In short, you’ll lose money. Forever.

I understand the NTIA $30 service requirement will only apply to half or three-quarters of BEAD-eligible locations.

  • So, maybe two of your customers pay $30 and two pay $50.
  • Still short.

I understand a BEAD area means you most likely received a grant. Government grants come with additional government-imposed cost.

  • The additional BEAD-imposed costs (including regulatory, environment, labor and materials) means that the typical $35,000 fiber mile will cost more like $45,000.
  • Let’s assume the grant is $20,000. You’d still need $183 per month to cover your debt, plus operational expenses.
  • Again, still short.

Bottom line:

  • Most companies, and even not-for-profit co-ops, don’t invest in projects that will lose money forever.
  • And most investors want some return on their investment.

Less-Simple Math to Reinforce

Go deeper:

Conexon has modeled the cost to build fiber networks to every rural home in the country. I’m telling you the NTIA’s requirement for a $30 service won’t work.

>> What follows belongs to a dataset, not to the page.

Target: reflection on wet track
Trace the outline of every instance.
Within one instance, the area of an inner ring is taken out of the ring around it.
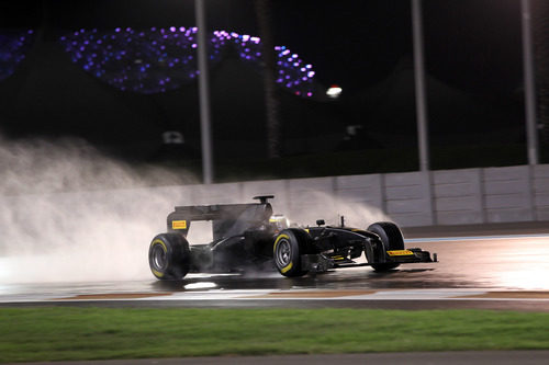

Especially since ACP, and the $75 subsidy for high-cost areas, is going away.

Why it matters:

It is pernicious of NTIA to require that BEAD recipients offer a $30 low-income subscriber service in the very areas that Congress and the FCC determined require $75 or more to be economically viable.

Bottom line:

NTIA instead should define affordability to be $30 after applicable low-income subsidies for those households eligible for low-income programs.

That way, a household that qualified for the Lifeline program (the only remaining low-income subsidy) could receive broadband for $30 a month.

An Easy Solution to a Clear Problem 

There is a solution using language directly from the Infrastructure Act.

Relief could be given:

“[U]pon a showing that the applicability of the lower limit…[the $30 rate] to the provision of the affordable connectivity benefit by the provider would cause particularized economic hardship to the provider such that the provider may not be able to maintain the operation of part or all of its broadband network…”
— Infrastructure Act, Division F, Title V, § 60502(a)(2)(G)(i)

In other words:

In a BEAD grant area, if an applicant could show that a $30 rate, absent a low-income subsidy, would cause particularized economic hardship, the requirement of a $30 service tier would be waived.

The final word:

Without a change to NTIA’s $30 service tier requirement, rural America will not get the critical infrastructure it needs — even with $42.5 billion in grants.